Немцы в деревне не понимали, что произошло. Они видели, что вокруг самоходки была возня, что там стреляли, — и когда самоходка вдруг ожила и начала бить из пулемёта вдоль улицы, они решили, что это их машина работает по нам.
И полезли из дворов, в атаку, поддержать.
Вдоль улицы. В полный рост.
Я работал по ним из их же пулемёта секунд сорок, а Шабанов подавал ленту и орал что-то восторженное, чего я не слышал.
Когда они поняли, было поздно.
Дальше пошло уже проще. Мятлев вышел им во фланг по правым дворам, Гацоев по левым, и через двадцать минут в деревне началось то, что немцы называют «Kessel», а мы называем «загнали в угол».
Сдались они через сорок минут, оптом, все сразу, и было их сто семьдесят с чем-то.
У нас: трое убитых, семеро раненых.
— Товарищ капитан, — сказал Тюлькин, оглядывая колонну пленных с профессиональным интересом. — А самоходку в трофеи оформлять?
— Оформляй.
— А как? У неё бензина нет.
— Порфирий Игнатьевич, ну ты же гений. Придумай.
Он придумал. К вечеру самоходку тащил на буксире трофейный же грузовик, а откуда взялся грузовик — я не спрашивал.
Через полчаса после того, как всё кончилось, в деревню с южной стороны вошли румыны.
Батальон. С офицерами, со знамёнами, в своих круглых касках, и шли они бодро и деловито, потому что гнались за этой же колонной вторые сутки и опоздали ровно на сорок минут.
Рота встретила их молча.
Не враждебно — именно молча. Люди просто перестали делать то, что делали, и стали смотреть, и молчание это было тяжёлое.
Румынский майор подошёл ко мне, козырнул и сказал длинную фразу, из которой я не понял ни слова.
— Кто-нибудь по-ихнему? — спросил я, не оборачиваясь.
Нашёлся боец из второго взвода, молдаванин по фамилии Руссу, из-под Бендер, и через него выяснилось, что майор поздравляет нас с победой, сожалеет, что его батальон не поспел, и предлагает передать пленных ему, поскольку он тут, так сказать, на своей земле.
— Пленных не отдам, — сказал я. — Их сдавать в дивизию, у меня приказ.
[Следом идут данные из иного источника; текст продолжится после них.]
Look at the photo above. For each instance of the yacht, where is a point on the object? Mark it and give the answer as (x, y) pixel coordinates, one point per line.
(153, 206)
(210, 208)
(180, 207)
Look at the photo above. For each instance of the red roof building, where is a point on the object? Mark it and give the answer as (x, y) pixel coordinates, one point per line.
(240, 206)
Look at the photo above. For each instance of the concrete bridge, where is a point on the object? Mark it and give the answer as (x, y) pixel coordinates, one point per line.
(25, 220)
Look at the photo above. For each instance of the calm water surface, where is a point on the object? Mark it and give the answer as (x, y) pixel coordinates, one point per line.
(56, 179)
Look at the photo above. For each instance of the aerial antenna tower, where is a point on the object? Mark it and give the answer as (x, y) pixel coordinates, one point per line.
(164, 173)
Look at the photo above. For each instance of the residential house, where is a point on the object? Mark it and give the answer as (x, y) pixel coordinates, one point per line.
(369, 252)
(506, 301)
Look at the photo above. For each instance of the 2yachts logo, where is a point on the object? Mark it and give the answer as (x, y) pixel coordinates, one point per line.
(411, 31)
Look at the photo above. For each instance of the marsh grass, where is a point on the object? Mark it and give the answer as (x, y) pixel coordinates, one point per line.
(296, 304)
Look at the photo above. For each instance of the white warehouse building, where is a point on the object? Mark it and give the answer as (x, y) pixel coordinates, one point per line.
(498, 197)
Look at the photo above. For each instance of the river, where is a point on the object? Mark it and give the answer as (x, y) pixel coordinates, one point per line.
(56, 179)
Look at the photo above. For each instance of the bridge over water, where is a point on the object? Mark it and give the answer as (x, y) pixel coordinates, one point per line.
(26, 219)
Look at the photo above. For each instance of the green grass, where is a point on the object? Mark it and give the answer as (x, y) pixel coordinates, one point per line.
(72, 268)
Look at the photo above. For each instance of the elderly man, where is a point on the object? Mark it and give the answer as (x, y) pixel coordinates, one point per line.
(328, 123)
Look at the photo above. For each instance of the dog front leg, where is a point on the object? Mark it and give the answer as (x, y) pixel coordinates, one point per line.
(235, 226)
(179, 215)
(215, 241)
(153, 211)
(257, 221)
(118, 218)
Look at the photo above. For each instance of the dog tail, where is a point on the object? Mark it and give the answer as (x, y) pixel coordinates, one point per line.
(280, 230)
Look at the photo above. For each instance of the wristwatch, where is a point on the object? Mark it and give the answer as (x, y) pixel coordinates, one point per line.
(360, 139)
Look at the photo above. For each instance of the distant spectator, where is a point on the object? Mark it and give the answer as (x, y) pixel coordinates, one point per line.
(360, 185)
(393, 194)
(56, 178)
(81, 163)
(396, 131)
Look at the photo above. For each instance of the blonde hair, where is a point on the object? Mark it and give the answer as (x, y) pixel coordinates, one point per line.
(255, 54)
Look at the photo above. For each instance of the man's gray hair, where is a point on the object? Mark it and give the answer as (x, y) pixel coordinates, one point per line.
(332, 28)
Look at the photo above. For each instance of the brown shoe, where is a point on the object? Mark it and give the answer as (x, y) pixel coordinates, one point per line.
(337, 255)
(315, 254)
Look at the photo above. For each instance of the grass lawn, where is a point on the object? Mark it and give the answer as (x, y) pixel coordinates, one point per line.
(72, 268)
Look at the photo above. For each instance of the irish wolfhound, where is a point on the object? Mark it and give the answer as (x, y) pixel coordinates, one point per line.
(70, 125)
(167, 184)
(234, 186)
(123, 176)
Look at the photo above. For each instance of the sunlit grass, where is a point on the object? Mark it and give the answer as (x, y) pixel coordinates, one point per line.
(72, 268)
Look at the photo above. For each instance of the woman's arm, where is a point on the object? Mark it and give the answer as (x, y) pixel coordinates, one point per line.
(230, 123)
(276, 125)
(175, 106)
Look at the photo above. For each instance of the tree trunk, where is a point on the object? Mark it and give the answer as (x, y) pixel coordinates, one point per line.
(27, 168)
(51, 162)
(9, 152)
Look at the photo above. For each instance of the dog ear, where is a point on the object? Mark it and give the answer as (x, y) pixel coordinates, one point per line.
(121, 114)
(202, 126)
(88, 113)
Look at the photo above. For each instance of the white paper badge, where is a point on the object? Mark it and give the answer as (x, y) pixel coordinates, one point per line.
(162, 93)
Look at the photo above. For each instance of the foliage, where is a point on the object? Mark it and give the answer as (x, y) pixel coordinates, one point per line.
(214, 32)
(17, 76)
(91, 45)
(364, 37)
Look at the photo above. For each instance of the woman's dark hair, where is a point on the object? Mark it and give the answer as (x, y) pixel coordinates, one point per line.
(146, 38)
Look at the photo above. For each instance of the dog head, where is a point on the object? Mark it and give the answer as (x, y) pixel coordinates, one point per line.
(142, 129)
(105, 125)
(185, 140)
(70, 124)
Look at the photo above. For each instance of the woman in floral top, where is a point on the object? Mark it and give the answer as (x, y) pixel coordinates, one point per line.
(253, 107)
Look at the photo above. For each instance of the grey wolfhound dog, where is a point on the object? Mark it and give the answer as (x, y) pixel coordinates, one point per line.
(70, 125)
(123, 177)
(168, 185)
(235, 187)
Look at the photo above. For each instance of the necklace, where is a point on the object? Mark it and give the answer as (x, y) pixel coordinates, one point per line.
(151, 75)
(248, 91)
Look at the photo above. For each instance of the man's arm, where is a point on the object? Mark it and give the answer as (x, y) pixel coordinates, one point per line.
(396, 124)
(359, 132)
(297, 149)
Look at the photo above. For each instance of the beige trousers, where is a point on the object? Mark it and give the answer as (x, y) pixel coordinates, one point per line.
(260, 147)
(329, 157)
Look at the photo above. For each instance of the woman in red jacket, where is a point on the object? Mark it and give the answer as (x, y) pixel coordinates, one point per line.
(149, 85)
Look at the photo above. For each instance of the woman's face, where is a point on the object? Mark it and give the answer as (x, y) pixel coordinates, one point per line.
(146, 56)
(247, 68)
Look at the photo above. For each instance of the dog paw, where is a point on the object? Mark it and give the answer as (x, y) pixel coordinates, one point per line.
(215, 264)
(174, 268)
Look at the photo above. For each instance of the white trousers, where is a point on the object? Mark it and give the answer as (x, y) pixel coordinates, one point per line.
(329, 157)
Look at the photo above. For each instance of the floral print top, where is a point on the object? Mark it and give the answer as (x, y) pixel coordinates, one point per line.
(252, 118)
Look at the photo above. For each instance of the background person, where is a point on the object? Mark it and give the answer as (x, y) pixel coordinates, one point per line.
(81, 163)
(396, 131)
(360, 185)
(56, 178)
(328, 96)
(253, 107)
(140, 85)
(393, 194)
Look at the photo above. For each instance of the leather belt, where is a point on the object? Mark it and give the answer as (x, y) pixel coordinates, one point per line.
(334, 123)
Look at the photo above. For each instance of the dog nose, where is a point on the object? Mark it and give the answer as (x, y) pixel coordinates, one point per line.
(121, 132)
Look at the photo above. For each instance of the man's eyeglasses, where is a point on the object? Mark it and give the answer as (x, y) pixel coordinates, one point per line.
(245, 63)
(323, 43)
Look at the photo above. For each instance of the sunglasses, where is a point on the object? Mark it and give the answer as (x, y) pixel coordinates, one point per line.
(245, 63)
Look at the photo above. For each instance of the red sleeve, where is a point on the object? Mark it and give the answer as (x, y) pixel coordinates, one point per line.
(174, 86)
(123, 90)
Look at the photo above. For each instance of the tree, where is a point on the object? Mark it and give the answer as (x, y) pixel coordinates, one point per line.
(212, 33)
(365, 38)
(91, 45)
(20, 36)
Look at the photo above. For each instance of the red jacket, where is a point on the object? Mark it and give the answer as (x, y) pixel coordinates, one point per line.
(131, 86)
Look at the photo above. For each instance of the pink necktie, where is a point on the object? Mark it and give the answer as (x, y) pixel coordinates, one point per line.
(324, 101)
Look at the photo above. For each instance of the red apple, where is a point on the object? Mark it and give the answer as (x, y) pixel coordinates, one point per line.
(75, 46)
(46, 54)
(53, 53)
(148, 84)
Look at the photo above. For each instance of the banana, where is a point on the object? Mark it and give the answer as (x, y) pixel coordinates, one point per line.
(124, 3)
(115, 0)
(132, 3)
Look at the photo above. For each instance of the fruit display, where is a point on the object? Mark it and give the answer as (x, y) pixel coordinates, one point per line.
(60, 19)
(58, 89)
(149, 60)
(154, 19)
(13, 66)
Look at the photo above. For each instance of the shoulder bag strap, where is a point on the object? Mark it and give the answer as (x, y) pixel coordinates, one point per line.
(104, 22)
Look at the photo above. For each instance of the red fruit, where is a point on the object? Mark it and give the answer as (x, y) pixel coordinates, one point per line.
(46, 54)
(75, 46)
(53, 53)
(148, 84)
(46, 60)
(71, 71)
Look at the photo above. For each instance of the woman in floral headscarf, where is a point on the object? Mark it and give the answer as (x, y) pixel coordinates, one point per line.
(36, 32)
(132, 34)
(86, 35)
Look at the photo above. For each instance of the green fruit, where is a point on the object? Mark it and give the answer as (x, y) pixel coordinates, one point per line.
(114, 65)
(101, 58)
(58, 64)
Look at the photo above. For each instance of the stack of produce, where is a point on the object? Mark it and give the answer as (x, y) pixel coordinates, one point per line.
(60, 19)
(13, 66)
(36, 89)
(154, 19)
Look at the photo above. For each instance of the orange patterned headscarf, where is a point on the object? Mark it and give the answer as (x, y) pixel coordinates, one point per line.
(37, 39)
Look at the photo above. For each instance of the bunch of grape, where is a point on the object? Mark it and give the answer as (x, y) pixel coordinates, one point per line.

Руссу перевёл. Майор развёл руками и заулыбался, и было видно, что он и не рассчитывал, а спросил на всякий случай.
Дальше повисла пауза.
И тут Тюлькин сделал то, за что я его, наверное, и держал все эти годы.
Он подошёл к ближайшему румынскому солдату — пожилому, усатому, с лицом крестьянина — вынул кисет и молча протянул.
Румын посмотрел на кисет. Потом на Тюлькина. Потом сунул руку за пазуху и достал плоскую бутылку.
— Цуйка, — сказал он.
— Чего?
— Цуй-ка, — повторил румын и показал пальцами: пить.
Тюлькин взял, понюхал, крякнул и передал бутылку Шабанову.
Через десять минут вся деревня менялась.
Менялись всем. Они давали цуйку, вино в оплетённых бутылях, брынзу, табак в бумажных пакетах и вязаные шерстяные носки. Наши отдавали махорку, американскую тушёнку, сахар и трофейное немецкое барахло, которого после сегодняшнего было навалом.
Шабанов выменял у румынского сержанта овчинную безрукавку, надел её поверх гимнастёрки, и стал в ней похож на разбойника с большой дороги.
— Гля! — орал он, поворачиваясь. — Красота ж какая!
Румын, отдавший безрукавку, стоял и улыбался — осторожно, вполрта, как улыбаются, когда ещё не поняли, можно ли.
Шабанов посмотрел на него, подумал, а потом сгрёб его в охапку и хлопнул по спине так, что тот крякнул.
— Хер с тобой, хитрожопая морда, — сказал Шабанов с чувством. — Не убивать же тебя теперь.